Out of the papers covered in this work, we highlight Madumal et al.’s work [40], but also Sequeira and Gervasio [52] and van der Waa et al. [62]; of all thirteen selected XRL methods, only five evaluate (non-expert) user satisfaction and/or utility of a method [17, 29, 40, 52, 62], and only three of these offer contrastive explanations [40, 52, 62]. So, of all selected papers, only these free provide a combination of both, not only offering useful contrastive explanations, but also explicitly bearing in mind the human user at the end of an explanation.

4.1 Conclusion

For practical, legal, and psychological reasons, XRL (and XAI) is a quickly advancing field in research that has to address some key challenges to prove even more beneficial and useful. In order to have a common understanding about the goals and capabilities of an XAI/XRL model, a ubiquitous terminology is important; due to this, we suggest the term interpretability to be used from here on out and have defined it as ‘the ability to not only extract or generate explanations for the decisions of the model, but also to present this information in a way that is understandable by human (non-expert) users to, ultimately, enable them to predict a model’s behaviour’. This is closely related to Causability, referring to the quality of an explanation [26]. Different approaches are possible to achieve interpretability, depending on the scope (global vs. local) and the time of information extraction (intrinsic vs. post-hoc). Due to the complexity of a RL model, post-hoc interpretability seems to be easier to achieve than intrinsic interpretability: simplifying the original model (for example with the use of a surrogate model) instead of developing a simple model in the first place seems to be easier to achieve, but comes at the cost of accuracy/performance.

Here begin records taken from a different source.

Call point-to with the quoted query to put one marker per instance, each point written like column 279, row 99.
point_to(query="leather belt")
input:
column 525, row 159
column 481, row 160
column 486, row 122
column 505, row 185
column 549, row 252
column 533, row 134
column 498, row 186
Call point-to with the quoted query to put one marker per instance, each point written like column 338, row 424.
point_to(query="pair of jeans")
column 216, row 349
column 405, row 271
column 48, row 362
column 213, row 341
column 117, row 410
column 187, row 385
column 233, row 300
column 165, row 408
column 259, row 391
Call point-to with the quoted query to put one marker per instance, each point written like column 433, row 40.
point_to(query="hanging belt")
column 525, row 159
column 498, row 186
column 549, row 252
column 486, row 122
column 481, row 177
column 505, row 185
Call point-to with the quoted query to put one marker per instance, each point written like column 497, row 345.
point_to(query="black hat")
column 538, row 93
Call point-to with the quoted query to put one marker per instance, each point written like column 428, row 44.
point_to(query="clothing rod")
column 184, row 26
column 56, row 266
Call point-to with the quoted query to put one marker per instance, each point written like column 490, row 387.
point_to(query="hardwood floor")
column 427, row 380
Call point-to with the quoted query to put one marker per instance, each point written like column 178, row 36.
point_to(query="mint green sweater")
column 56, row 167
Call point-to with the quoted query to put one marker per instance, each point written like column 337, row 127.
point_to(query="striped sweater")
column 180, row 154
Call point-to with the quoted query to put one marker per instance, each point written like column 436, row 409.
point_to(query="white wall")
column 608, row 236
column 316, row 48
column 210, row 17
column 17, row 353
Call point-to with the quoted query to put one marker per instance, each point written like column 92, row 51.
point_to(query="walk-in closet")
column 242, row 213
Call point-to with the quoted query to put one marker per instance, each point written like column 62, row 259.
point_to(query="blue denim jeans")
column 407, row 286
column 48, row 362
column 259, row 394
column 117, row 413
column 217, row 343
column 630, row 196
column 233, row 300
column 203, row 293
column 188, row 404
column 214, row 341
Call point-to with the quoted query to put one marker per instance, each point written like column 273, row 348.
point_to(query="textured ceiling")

However, despite some existing research, especially XRL models often lack to consider the human user at the receiving end of an explanation and to adapt the model to them for maximum benefit. Research shows that contrastive explanations are more intuitive and valuable [42], and there is evidence that human users favor a global approach over a local one [62]. A context-aware system design is also important in order to cater to users with different characteristics, goals, and needs [2]. Especially considering the growing role of AI in critical infrastructures (for example analyzing and controlling power grids with models such as ARL [15, 59]), where the AI model might have to act autonomously or in cooperation with a human user, being able to explain and justify the model’s decisions is crucial.

To achieve this and be able to develop human-centered models for optimal and efficient human-computer interaction and cooperation, a bigger focus on interdisciplinary work is necessary, combining efforts from the fields of AI/ML, psychology, philosophy, and human-computer interaction.